You point out that expats outnumber Caymanians two to one. The tension between local and expat communities occupies editorial pages up and down the Caribbean. Given that this series is about expats who blog in the Caribbean, do you see us as a force for good or could you argue that expats have done more damage than good?
Here in Cayman, expats – two thirds of the total population, now – have overwhelmed the old subsistence fishing-and-farming style of life. That could be claimed as either good or bad. Are the native-borns happier or sadder for our presence? Is any small, isolated community better or worse off for the intrusion of the modern world and its ways? Air-conditioned cars and houses, dishwashers and microwaves, orthodox schooling and high-paying jobs, supermarkets and wine-bars... all those goodies have their downside. The native-born tend to resent the superior education, skills and competence of expats in the new fields of employment. They cry “foul!” at being left behind in the race to the big money.
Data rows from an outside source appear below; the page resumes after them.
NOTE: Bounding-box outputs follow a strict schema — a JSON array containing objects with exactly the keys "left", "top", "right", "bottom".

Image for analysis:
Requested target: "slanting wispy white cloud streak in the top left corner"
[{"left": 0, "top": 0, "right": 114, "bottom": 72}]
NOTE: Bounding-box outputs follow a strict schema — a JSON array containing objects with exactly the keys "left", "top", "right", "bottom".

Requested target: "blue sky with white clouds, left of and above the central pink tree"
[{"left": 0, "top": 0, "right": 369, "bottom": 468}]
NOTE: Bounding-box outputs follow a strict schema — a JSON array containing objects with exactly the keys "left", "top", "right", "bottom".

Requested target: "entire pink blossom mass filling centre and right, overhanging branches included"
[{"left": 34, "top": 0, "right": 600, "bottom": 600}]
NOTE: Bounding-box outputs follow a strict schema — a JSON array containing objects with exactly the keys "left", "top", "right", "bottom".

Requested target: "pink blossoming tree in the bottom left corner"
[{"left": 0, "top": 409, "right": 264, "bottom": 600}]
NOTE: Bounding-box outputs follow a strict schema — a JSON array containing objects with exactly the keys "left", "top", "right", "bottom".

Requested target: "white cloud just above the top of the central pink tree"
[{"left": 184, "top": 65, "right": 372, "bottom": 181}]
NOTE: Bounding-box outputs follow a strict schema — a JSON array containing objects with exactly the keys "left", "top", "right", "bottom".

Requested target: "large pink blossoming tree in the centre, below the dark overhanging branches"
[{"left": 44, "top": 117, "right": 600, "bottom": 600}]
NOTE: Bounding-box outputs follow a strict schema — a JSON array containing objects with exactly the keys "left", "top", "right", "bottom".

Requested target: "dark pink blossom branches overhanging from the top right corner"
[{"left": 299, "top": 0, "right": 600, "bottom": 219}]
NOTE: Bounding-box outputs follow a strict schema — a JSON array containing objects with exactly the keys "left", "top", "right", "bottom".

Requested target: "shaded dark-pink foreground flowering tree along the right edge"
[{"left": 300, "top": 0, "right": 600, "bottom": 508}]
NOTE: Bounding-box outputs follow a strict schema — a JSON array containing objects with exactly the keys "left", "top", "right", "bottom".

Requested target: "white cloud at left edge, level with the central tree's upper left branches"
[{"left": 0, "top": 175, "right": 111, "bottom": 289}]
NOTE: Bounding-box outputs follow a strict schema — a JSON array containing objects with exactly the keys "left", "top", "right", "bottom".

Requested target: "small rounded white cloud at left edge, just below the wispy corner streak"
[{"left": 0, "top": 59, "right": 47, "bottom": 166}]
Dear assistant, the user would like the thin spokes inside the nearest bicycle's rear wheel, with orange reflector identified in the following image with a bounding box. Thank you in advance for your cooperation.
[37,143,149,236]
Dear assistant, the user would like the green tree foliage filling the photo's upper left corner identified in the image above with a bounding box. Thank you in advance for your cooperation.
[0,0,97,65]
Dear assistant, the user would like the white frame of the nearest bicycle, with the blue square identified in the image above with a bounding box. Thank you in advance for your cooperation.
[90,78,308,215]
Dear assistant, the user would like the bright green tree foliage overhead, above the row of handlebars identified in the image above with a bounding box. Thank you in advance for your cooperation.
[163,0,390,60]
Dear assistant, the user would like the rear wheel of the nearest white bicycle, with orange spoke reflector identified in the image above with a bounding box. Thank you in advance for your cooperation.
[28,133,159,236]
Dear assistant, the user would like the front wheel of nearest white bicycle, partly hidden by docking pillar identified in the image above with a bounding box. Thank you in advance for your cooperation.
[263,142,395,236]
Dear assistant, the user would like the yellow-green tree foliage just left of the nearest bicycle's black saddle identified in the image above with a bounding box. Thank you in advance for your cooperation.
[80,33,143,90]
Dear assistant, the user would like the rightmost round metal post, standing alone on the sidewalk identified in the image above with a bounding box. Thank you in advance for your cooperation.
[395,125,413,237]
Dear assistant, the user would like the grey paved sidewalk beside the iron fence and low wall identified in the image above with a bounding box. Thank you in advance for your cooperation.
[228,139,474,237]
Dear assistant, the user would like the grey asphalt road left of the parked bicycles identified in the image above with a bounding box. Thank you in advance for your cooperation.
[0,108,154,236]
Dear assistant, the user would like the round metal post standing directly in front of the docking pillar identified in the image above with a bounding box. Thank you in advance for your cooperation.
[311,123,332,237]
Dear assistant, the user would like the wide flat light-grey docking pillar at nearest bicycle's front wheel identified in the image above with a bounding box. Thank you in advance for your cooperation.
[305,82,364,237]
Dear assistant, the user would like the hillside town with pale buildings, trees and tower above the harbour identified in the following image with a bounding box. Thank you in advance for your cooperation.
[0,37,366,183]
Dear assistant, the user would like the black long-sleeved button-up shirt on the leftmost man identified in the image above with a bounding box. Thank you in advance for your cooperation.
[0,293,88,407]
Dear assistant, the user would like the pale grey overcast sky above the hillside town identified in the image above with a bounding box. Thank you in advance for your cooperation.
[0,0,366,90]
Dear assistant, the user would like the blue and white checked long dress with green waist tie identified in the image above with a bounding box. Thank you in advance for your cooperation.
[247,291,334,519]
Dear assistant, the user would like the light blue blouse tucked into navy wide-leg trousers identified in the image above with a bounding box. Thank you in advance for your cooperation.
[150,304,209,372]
They also resent the presence of so many unskilled workers from Jamaica, Latin America and the Philippines, while enjoying the convenience of using them as indentured domestic servants.

In Cayman, as in most countries, expats are welcomed by the ruling classes, who benefit more from the foreign skills etc than their less privileged or less sophisticated fellow-citizens do. The latter retreat into a tribal redoubt, and are cynically exploited by the professional politicians in every election campaign. Of course as long as foreigners are allowed to come here, they will come – whether they are welcomed or not.